Several drivers said the new requirements would not only reduce their earnings, but would also in some cases mean they couldn’t spend most of the weekend with their families.
“I get home mostly on the weekends,” said Michael Stout, a driver with Covenant Transport. But he said the new rule would “affect the quality of my home life.”
“It would force me to take my days off during the week, and there’s other drivers that are in the same situation who wouldn’t get the quality home time they need with their families,” Stout said.
Todd Spencer, executive vice president of the Owner Operator Independent Drivers Association, said a survey of his group showed that “the overwhelming majority” are opposed to the new requirements that reduce driving hours.
“Many respondents commented on how dramatic changes could be justified when compared with the safety data of the trucking industry,” Spencer said. “Over-the-road trucks have never been safer.”
Bob Petrancosta, vice president of safety for Con-way Freight, told the FMCSA panel, which included agency Administrator Anne Ferro, that there is no rule that more greatly affects truck drivers, motor carriers and their customers than the hours rule.
“Our concern is that the proposed changes to this rule will negatively impact our drivers, the environment, and the economy, but not provide proven safety benefits,” Petrancosta said.
He said the proposed rule would not only force major adjustments to the company’s network and infrastructure, it would also dump more trucks on the nation’s highways and “disrupt the movement of freight between major freight corridors.”
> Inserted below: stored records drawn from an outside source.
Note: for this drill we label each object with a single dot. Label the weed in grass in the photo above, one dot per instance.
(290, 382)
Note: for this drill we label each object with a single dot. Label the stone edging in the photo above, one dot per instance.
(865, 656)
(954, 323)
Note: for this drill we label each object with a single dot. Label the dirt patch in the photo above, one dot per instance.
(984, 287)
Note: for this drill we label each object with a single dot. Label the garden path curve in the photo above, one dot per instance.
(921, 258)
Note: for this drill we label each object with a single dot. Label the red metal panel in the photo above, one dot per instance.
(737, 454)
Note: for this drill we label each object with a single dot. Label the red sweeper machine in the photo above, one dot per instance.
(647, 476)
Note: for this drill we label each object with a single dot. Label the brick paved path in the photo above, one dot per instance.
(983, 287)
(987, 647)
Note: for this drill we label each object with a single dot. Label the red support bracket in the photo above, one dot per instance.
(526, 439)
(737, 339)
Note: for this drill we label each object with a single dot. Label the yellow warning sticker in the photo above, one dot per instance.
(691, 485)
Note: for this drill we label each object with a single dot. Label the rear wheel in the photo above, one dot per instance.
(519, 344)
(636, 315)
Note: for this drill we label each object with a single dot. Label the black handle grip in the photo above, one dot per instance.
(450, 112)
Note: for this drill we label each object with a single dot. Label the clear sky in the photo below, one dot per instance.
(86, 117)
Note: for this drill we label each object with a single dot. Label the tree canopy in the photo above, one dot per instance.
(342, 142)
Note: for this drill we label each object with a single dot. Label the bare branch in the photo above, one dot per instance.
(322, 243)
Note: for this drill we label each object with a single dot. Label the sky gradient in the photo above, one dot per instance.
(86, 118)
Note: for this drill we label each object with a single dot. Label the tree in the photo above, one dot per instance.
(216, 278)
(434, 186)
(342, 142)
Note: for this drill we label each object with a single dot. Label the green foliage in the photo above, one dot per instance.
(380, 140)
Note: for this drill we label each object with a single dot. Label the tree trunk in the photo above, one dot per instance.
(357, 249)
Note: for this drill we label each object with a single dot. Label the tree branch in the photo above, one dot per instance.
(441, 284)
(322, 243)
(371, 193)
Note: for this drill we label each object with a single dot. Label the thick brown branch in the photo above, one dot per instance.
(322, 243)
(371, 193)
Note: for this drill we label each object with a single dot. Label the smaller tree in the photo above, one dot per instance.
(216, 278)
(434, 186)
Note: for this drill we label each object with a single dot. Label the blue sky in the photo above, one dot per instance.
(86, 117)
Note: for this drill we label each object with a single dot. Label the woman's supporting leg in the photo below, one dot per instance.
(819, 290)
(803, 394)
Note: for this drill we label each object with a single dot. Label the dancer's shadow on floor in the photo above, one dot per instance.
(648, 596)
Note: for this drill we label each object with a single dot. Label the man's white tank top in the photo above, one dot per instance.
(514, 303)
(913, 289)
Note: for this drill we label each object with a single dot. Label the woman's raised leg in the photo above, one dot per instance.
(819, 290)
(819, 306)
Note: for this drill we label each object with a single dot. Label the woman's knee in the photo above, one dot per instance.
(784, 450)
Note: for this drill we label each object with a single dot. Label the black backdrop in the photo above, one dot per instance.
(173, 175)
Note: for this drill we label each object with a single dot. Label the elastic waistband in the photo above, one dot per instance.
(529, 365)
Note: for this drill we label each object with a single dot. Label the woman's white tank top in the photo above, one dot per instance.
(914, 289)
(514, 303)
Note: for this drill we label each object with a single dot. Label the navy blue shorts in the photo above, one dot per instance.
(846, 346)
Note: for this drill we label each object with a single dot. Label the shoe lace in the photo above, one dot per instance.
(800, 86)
Harry Haney, a Kraft Foods Inc. executive speaking on behalf of the 400-member National Private Truck Council, said he is concerned that the proposed HOS revision could actually hurt safety by “moving more of the driving that currently occurs during the evening into daylight hours where congestion is worse.”
“We are also concerned that it could harm business efficiency and hence the fledgling economic recovery,” Haney said.
But Henry Jasny, general counsel of Advocates for Highway and Auto Safety, said that while the rule is not a “panacea,” it moves “in the right direction.”
“The purpose of the hours-of-service rule is to improve safety by reducing driver fatigue, without having an adverse affect on driver health,” said Jasny, also speaking for Public Citizen, the Truck Safety Coalition and the Teamsters.
“The proposed changes will make highways safer, and reduce truck driver fatigue by limiting the excessively long hours driven by some drivers, but not by all drivers,” Jasny said.
Although the trucking industry has boasted that its safety record has been steadily improving, Jasny said that automobile safety actually has improved at a faster rate. In related developments last week, an analysis of the hours rule made public by ATA found that the agency “wildly overstated the proposal’s benefits” and that it would cost the trucking industry money, rather than saving money, as claimed.
The economic review for ATA by consulting firm Edgeworth Economics found that FMCSA used questionable logic, inadequate and “sloppy math” in attempting to justify its proposed changes to the hours-of-service rule, ATA said.
The study stated that while FMCSA claimed its proposal would produce as much as $380 million in annual benefits, it would actually cost about $320 million a year — a $700 million miscalculation.
Also last week, FMCSA announced it is extending the period for public comment on the proposed rule to March 4 from Feb. 28.